Home is where the monotony is

I have lunch with my best friend Lolo every Thursday. We tend to talk a lot and always get off track. Sometimes, we tell each other to "bookmark" a topic so we can remember to bring it up during lunch. I meant to tell her this one today and ran out of time:


Sometimes I wonder if I'm doing the G-man a disservice by not having him in daycare.

Does that sound weird? I mean, people have been saying the stay at home/work at home mom is the best thing for kids. And I know moms that would love to be at home with their young children. But hear me out on this...

G-man goes to Parent's Day Out once a week for 5 hours. I love our place. I think he loves it. At the least, he has a good time each week. I adore picking him up and seeing his little sheet about what he did that day, hearing he took a nap (one day, I will learn this trick), looking at his craft project and knowing he spent the time with kids his age and had fun new things to explore. Of course, I tell Lolo about his day and probably act as if I personally invented PDO and am responsible for this unique experience.

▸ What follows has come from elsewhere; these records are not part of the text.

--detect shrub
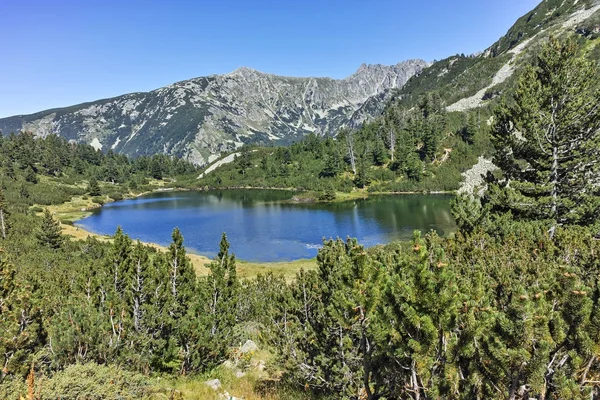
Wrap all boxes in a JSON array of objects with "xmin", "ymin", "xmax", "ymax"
[
  {"xmin": 92, "ymin": 196, "xmax": 106, "ymax": 205},
  {"xmin": 41, "ymin": 363, "xmax": 149, "ymax": 400}
]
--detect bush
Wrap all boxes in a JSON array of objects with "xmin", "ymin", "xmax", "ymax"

I recently came out of my little bubble and realized, this is what kids at most day cares do on a daily basis. They play, they do projects, they discover new things, they socialize, they are exposed to great age-appropriate activities. I talk about how tuckered G-man is after his partial day at PDO; her kids must be exhausted after each full and rewarding day.

From a mom perspective, being at home is the greatest. You get to experience each moment as it happens instead of hoping that someone else who keeps the real memory will dole out some magic for you, too. But what about the child? I know I'm not as creative with our time during the day as PDO is. I plan a lot with other kids, but it's not the same. Would he learn faster, grow better if he was in a different environment like day care?

I don't have an answer for this. I get to be with him during every day and at night I'm still near as I work out of the house. I feel so lucky. I hope he feels the same way, too.